Bankaların sahip olduğu finansal araçların değerinin kur, faiz, hisse senedi fiyatı vb. piyasa parametrelerine olan duyarlılığı piyasa riski olarak adlandırılıyor. Günümüzde bankalar söz konusu piyasa verilerinin değişmesi nedeniyle oluşabilecek zararı yönetme konusunda geçmişe nazaran etkili araçlara ve tecrübeye sahip olsa da, finansal araçların artan karmaşıklığı ve finansal verilerin tahmin edilmesinin zorlaşması, riskin ölçümünü de zorlaştırıyor. Bankaların özellikle hazine birimlerinin gerçekleştirdiği alım satım amaçlı işlemler için bulundurdukları portföy ve pozisyonlar piyasa riskini doğurmakta ve bu risk için sermaye bulundurulması gerekiyor. Geçmiş Basel düzenlemelerinde piyasa riski için ayrılacak sermaye yükümlülüğü diğer riskler gibi standart ve gelişmiş (modele dayalı) yöntemlerle hesaplanırdı. Ancak bu  yöntemler pek çok temel sorunu beraberinde barındırması nedeniyle Basel IV olarak adlandırılan düzenlemelerden etkilenmiş oldu.

Bu sorunların başında piyasa riskinin hangi portföyler için hesaplanması gerektiği geliyor. Temelde bankalar, finansal araçlarını ya kısa vadeli fiyat hareketlerinden yararlanmak için edinirler ve alım satım amaçlı olarak sınıflandırırlar ya da bunun dışındaki tüm bankacılık fonksiyonları için edinirler ve bankacılık hesabı olarak sınıflandırırlar. Piyasa riski hesaplamasına ise yalnızca alım satım amaçlı finansal araçlar dâhil olur. Mevcut Basel düzenlemelerinin söz konusu portföy ayrımını yapmada yeterince net ve kesin çizgilerinin olmaması, finansal araçların gerçek kullanım amacına uygun sınıflandırılmasında, sermaye yeterliliği hesaplamalarının gerçeği yansıtmasına da engel olmuştur.
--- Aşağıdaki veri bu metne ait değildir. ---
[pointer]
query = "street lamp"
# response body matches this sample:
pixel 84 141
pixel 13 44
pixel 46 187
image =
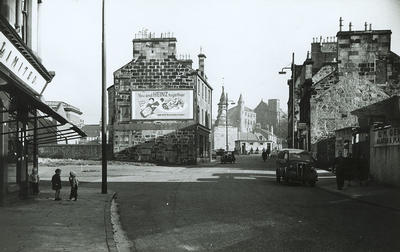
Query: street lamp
pixel 292 68
pixel 227 102
pixel 103 109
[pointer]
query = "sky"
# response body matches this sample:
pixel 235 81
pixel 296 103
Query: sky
pixel 247 42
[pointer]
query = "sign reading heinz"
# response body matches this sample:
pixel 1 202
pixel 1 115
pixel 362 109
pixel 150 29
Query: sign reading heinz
pixel 162 104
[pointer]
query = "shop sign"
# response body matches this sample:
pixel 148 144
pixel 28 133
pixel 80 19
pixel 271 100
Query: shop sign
pixel 14 61
pixel 162 104
pixel 301 126
pixel 390 136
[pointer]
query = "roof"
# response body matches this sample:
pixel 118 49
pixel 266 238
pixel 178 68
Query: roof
pixel 67 107
pixel 390 108
pixel 16 40
pixel 92 130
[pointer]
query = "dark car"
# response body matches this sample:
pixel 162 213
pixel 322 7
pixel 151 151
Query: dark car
pixel 228 157
pixel 295 165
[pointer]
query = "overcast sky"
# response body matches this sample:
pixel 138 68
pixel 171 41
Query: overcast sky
pixel 246 41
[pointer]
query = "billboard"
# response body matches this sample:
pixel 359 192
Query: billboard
pixel 162 104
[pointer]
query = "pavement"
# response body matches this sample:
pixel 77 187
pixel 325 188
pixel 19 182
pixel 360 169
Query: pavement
pixel 374 194
pixel 42 224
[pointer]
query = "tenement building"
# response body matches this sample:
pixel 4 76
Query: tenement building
pixel 237 129
pixel 25 120
pixel 159 106
pixel 344 73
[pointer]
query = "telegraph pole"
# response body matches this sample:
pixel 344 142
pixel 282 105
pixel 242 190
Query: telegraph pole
pixel 103 109
pixel 226 121
pixel 293 86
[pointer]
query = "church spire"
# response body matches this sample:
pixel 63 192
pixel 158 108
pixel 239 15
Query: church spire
pixel 240 101
pixel 222 99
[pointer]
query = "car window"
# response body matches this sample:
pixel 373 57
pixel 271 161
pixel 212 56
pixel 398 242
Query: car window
pixel 302 156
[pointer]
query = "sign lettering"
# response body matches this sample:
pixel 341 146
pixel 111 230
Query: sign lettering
pixel 390 136
pixel 19 65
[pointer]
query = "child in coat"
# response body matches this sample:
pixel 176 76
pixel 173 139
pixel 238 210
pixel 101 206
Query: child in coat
pixel 56 184
pixel 34 181
pixel 73 181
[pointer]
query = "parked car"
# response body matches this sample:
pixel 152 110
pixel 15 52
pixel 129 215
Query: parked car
pixel 295 165
pixel 228 157
pixel 274 154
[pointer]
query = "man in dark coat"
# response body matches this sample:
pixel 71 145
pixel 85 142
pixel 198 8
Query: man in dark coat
pixel 56 184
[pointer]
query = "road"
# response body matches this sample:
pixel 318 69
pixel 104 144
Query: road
pixel 240 207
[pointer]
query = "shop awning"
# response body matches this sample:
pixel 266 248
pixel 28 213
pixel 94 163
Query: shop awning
pixel 389 108
pixel 24 77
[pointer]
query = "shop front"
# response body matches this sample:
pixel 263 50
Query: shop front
pixel 26 121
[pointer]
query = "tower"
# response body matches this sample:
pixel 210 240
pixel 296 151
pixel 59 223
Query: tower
pixel 221 117
pixel 242 118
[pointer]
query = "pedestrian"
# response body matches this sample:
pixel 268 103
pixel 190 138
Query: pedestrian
pixel 268 152
pixel 34 181
pixel 339 163
pixel 264 155
pixel 56 184
pixel 73 181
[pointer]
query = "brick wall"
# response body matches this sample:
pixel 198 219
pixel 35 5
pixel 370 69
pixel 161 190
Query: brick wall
pixel 331 109
pixel 73 151
pixel 155 67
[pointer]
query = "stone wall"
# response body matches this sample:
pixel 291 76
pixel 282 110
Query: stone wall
pixel 385 159
pixel 73 151
pixel 331 109
pixel 160 146
pixel 155 67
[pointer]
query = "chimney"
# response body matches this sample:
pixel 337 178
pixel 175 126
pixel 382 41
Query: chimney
pixel 201 63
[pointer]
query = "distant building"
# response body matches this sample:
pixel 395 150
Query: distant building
pixel 256 141
pixel 159 106
pixel 224 132
pixel 242 117
pixel 93 134
pixel 346 72
pixel 241 128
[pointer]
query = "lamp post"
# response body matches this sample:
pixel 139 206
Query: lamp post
pixel 226 119
pixel 292 68
pixel 103 109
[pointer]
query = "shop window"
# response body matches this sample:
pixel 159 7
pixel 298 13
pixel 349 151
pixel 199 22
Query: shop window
pixel 124 113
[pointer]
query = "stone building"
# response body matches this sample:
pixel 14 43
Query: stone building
pixel 26 121
pixel 71 113
pixel 242 117
pixel 239 130
pixel 344 73
pixel 224 134
pixel 159 106
pixel 271 116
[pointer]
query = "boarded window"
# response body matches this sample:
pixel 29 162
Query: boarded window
pixel 381 72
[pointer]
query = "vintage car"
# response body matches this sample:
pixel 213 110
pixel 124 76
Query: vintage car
pixel 295 165
pixel 228 157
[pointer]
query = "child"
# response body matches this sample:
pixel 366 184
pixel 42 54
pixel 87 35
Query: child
pixel 56 184
pixel 34 181
pixel 73 181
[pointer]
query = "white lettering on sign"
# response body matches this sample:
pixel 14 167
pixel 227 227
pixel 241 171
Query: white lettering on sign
pixel 162 104
pixel 390 136
pixel 13 60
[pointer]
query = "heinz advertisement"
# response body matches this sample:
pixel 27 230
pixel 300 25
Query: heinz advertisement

Bu eleştiriler de, yeni düzenlemelerinin temel içeriğini oluşturur.

Basel IV için de  dokunulmamış piyasa riski hesaplaması konusunda esaslı değişiklikler gerekiyor. Bunu yaparken az önce bahsettiğim portföy ayrımını net kurallarla belirlediği gibi alım satım ve bankacılık hesabı arasındaki geçişleri -örneğin alım satım amaçlı bulundurulan bir tahvilin portföy değişikliğini- BDDK gibi bir otoritenin iznine bağlamaktadır. Portföylerin yanı sıra trader masalarının da net bir şekilde tanımlaması, bunlara yönelik yeni kurallar getirmesi dikkat çekiyor. Piyasa riskinin ölçümünde Basel IV, yeterince risk hassasiyeti yok eleştirilerinden nasibini almış olsa gerek ki, daha fazla risk sınıfının belirlendiği, korelasyon parametrelerinin yer aldığı, temerrüt riskinin dikkate alındığı görülüyor.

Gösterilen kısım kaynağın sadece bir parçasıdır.